Wednesday, May 26, 2010

World War One

World War One: A Short History World War One: A Short History by Norman Stone

My rating: 4 of 5 stars
Chapter 1 (Outbreak) weaves together the various factors that made Europe a place where war was waiting to happen. The assassination of Archduke Franz Ferdinand was ‘the inevitable accident’. Years later the murderer said that if he had not done it, “the Germans would have found another excuse” (23). "The generation that emerged into maturity around 1890 has much to answer for…the greatest mistake of the twentieth century was made when Germany built a navy designed to attack [Great Britain:]” (10-11).

“No war has ever begun with such a fundamental misunderstanding of its nature” (36).
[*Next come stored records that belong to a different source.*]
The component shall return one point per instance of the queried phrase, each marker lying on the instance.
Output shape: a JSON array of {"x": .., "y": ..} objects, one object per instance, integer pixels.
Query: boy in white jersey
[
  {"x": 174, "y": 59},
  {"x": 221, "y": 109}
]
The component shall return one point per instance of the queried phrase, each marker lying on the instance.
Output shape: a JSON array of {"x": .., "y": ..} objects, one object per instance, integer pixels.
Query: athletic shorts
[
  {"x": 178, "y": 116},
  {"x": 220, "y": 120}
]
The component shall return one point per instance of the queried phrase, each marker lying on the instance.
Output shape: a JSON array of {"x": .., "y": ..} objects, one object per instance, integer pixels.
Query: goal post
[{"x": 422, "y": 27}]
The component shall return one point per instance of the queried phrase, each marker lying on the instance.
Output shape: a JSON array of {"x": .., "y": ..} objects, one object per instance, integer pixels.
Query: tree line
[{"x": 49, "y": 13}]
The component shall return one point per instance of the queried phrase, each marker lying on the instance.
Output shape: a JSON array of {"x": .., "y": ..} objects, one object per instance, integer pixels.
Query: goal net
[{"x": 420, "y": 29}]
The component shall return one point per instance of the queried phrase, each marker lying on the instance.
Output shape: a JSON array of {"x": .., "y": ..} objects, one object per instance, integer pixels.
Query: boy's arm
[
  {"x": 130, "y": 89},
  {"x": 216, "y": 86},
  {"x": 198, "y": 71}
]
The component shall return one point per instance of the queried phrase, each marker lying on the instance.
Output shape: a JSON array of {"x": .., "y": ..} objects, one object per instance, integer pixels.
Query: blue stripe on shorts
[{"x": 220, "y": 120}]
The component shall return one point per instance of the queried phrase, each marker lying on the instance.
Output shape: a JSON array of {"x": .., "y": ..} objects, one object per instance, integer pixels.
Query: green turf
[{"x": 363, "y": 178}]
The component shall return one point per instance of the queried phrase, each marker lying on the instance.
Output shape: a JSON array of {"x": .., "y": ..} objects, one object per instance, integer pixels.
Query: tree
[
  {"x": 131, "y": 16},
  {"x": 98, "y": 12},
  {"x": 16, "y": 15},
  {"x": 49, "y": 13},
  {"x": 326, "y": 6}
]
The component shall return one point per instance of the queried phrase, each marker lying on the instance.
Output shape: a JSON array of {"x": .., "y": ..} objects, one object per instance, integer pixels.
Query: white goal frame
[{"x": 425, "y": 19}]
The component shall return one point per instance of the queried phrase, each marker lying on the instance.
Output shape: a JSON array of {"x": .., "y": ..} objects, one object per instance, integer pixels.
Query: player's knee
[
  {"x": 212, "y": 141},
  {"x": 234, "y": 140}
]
“The noise of German movements was concealed by, of all things, the croaking of frogs in the Aisne, and the surprise was almost complete” (168-9). 

“The real disaster, in all of this, was that Germans did not think that they had been defeated” (189).

Prophetic words of Lloyd George: “if peace were made now, in twenty years’ time the Germans would say what Carthage had said about the First Punic War, namely that they had made this mistake and that mistake, and by better preparation and organization they would be able to bring about victory next time” (189).

“The way was open for a Second World War even more terrible than the First” (190).